Bob Dylan performed at Stephens Auditorium with pure rock and soul

Bob Dylans performance Wednesday at Stephens Auditorium will mark the singer-songwriters fifth performance at the venue. As part of his Never Ending Tour stop in Ames, Dylans setlist will bring out 19 songs from his career of over 50 years.

Courtesy of Wikimedia Commons

Bob Dylan’s performance Wednesday at Stephens Auditorium will mark the singer-songwriter’s fifth performance at the venue. As part of his “Never Ending Tour” stop in Ames, Dylan’s setlist will bring out 19 songs from his career of over 50 years.

Gabby Lucas

Bob Dylan had Stephens Auditorium filled to the brim for his Wednesday night show. 

Dylan, known for changing things up when he performs live, provided a long, lively set filled with rockabilly and blues renditions of his classics. He predominantly played songs from his albums “Time Out of Mind,” “Highway 61 Revisited” and “Tempest,” with the setlist predominantly containing songs from his electric catalog. 

Dylan may have began the show with a stoic and serious tone, but the audience still refused to sit down when he and his band opened with a livelier, more guitar-heavy rendition of “Beyond Here Lies Nothing.” The song contained a mean amount of fiddle from band member Donnie Herron and a whole lot of icy soul from 78-year-old Dylan.

As the show progressed, Dylan began to get into the groove. A highlight of the show was the performance of “Highway 61 Revisited,” which had the typically quiet and reserved audience cheering throughout the entire song. His aging voice is somewhat reminiscent of Tom Waits’ when heard live, which added a captivating layer of mysterious surprise to the performance and fit the genre perfectly.

The roots-rock rendition featured a growling performance full of swagger, saloon-style piano pounding and guitar licks almost reminiscent of surf rock. The blend of psychedelic rock, jump blues and outlaw country carried throughout the show was a perfect storm sounding uniquely modern with old-school attitude – ladled with harmonica solos, of course.

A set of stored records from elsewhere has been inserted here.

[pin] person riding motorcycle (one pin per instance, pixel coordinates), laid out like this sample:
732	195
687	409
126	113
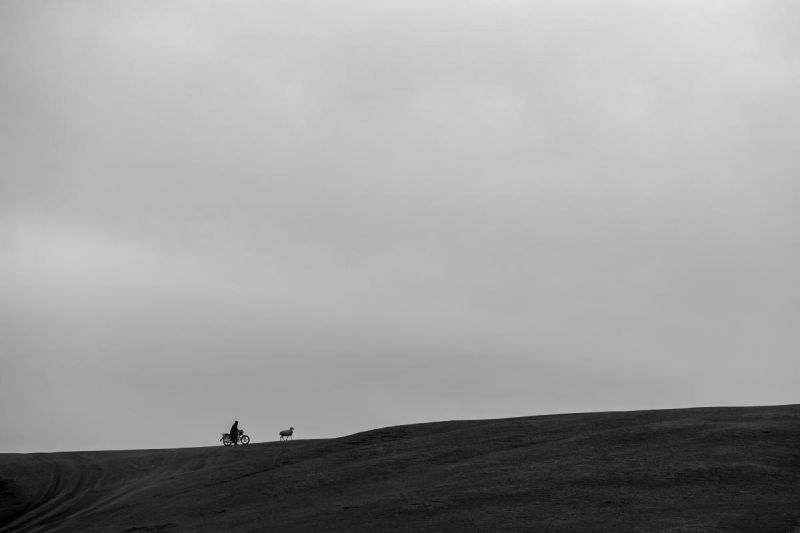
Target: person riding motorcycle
234	434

Another highlight of the night was Dylan’s rendition of “Make You Feel My Love,” which caught everyone by surprise. He peeled the vibe of the show back a bit and took a much more romantic, rhythm-and-blues approach to his 1997 classic that made the audience want to softly sway along.

Dylan and his band continued their formula of “banger, mellow, repeat” throughout the night. Tracks like “Early Roman Kings” and “Thunder on the Mountain” contained uproarious energy from the performers, with lots of retro flavor from guitarists Bob Britt and Charlie Sexton and drum fills laid on thick by Matt Chamberlain. Tracks like “Girl from the North Country” and “Lenny Bruce” were slow, driving ballads with a punch that had the audience outbursting with emotion.

Bob Dylan ended the show with a brawling, honky-tonking, rock-and-rolling, blues-oozing rendition of “Gotta Serve Somebody” before encoring with “Ballad of a Thin Man” and “It Takes a Lot to Laugh, it Takes a Train to Cry,” leaving the audience utterly speechless as he and his band took a bow.